Он сидел рядом. Менял шкуры, когда они промокали от пота. Подносил воду. Грел руки у костра и прикладывал ей ко лбу — она говорила, так легче.
— Ты не спишь? — спросила она шёпотом. Ночью. В стойбище все спали, только ветер выл за шкурами.
— Нет.
— Посиди.
Он сел ближе. Взял её руку. Рука была сухая, горячая, кости прощупывались сквозь кожу.
— Ты вырос, — сказала она. — Большой. Охотник.
— Ага.
— Я помню, как ты родился. Кричал громко. Все говорили — будет сильным.
Он молчал.
— Ты сильный. Я знаю.
Она замолчала надолго. Он думал — уснула. Но она заговорила снова:
— Ты не такой, как все.
Он замер.
— Я давно знаю. Ещё когда ты у ручья... когда болел... когда медведь. Ты не такой.
Он не знал, что сказать. Врать он не умел.
— Я не знаю, почему, — сказал он тихо.
— А я и не спрашиваю. Ты мой. Какой есть — мой.
Она сжала его пальцы. Силы почти не было, но он почувствовал.
— Ты долго будешь жить, — сказала она. Это был не вопрос. — Я хочу, чтобы ты знал... это ничего. Что я уйду. Все уходят.
— Не уходи, — сказал он. Впервые в жизни попросил. Не потребовал. Не взял. Попросил.
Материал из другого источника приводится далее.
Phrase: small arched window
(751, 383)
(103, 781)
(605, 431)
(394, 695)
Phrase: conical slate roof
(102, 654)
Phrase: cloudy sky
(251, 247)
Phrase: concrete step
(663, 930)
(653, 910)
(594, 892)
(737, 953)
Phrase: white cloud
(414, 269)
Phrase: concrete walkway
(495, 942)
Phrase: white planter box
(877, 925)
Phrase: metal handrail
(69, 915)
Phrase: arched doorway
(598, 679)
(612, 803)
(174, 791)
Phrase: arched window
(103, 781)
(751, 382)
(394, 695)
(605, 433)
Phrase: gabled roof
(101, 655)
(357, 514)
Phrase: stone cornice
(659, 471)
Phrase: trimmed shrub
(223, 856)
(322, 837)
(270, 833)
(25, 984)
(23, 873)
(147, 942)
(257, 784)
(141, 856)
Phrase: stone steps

Она улыбнулась. В темноте он не видел, но почувствовал — рука дрогнула.
— Глупый.
Утром она не проснулась.
Он сидел рядом, держал её руку, пока та не стала холодной совсем. Потом пришли женщины, начали обмывать тело, готовить к погребению. Его отодвинули. Он дал.
На похоронах он стоял молча. Брат плакал. Сестры выли. Старейшина говорил слова про предков, про охотничьи угодья за горизонтом, про то, что она была хорошей женщиной, родила пятерых, вырастила троих.
Он слушал и смотрел на её лицо. Оно стало спокойным. Морщины разгладились. Она выглядела моложе, чем в последние годы.
— Она не страдала, — сказал кто-то рядом. — Ушла во сне. Хорошая смерть.
Он кивнул.
Хорошая смерть.
Ему почему-то стало обидно. За неё? За себя? Он не понял. Просто внутри что-то сжалось и не отпускало.
После похорон он ушёл в лес.
Просто пошёл. Без копья, без еды, без цели. Шёл, пока не кончились силы, потом сел под деревом и сидел.
Он не плакал. Он вообще редко плакал. Но внутри было пусто. Не больно — пусто. Как будто часть его, о которой он не знал, отрезали и унесли.
— Ты где теперь? — спросил он вслух.
Никто не ответил.
Он сидел до темноты. Потом встал и пошёл обратно. В стойбище горел костёр, пахло едой, кто-то смеялся. Жизнь шла.